One is never too old to read children’s books. I, for one, love children’s books and movies. I enjoy reading comics and watching cartoons. It had been so long since I read a kids’ book, that I greedily lapped up Frances Hodgson Burnett’s The Secret Garden and enjoyed every word and letter.
Mary Lennox, who is living in India with her parents, is sent to England to live with her maternal uncle after her parents die because of cholera. As a child, she is unhealthy, stubborn and queer. Her uncle, Mr. Craven, is another queer man who keeps to himself and avoids meeting anyone. His house has as many as hundreds of rooms, of which many are kept closed and are unused. Mary hears a story of how Mrs.

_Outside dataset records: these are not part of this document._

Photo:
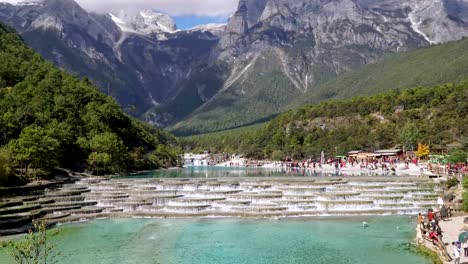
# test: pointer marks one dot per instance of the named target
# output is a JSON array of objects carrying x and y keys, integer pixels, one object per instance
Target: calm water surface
[
  {"x": 213, "y": 172},
  {"x": 211, "y": 241}
]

Craven died after she fell from a tree in her garden and how Mr. Craven hates the garden for it and hence has kept it locked. He has buried the key and no one has entered this garden for ten years. Mary is thrilled with this idea of a secret garden and wants to see what is in it.
While the plot is kiddish, the message the book conveys is not. The message that runs parallely along the story is that one needs to eat well and play well to be healthy. A main part of the story is about how a sick, unhealthy child learns to enjoy the life around. Nature has a strong presence in the book. Mary owes her health to her secret garden where as she plants the flowers, she grows along with the plants. Dickon, a country lad, is friends with all the wild animals and can even speak to a robin. If we all can learn to enjoy and respect the nature around us, we will have a healthier and a better life. The book is not patronizing. There are no messages passed on as wisdom. One just reads the story and realizes all these. After I finished reading this book, I couldn’t help but smile and say to myself “Isn’t life beautiful?”
It is only right that the book talks about enjoying little things in life. Burnett, who was born in a poor family, knows what are the important things in life. Materialistic things like clothes, money, wealth and grandeur are things that Burnett feels are useless and hence get no mention in the book at all.
This is one of the rare books which cater to minds of children and adults alike. Didn’t someone say there is a child residing in everybody’s heart? It is very difficult to try and please a variety of audience, but Burnett manages it with such ease. One can treat this book as a kids’ book as well as a serious book which preaches ways of leading a happy life. No matter how you want to take it, it’s a book worth reading. I so badly want to give this book to my son and say, “Read this now”. I wish he was big enough.
A legal copy of this book is available online for free.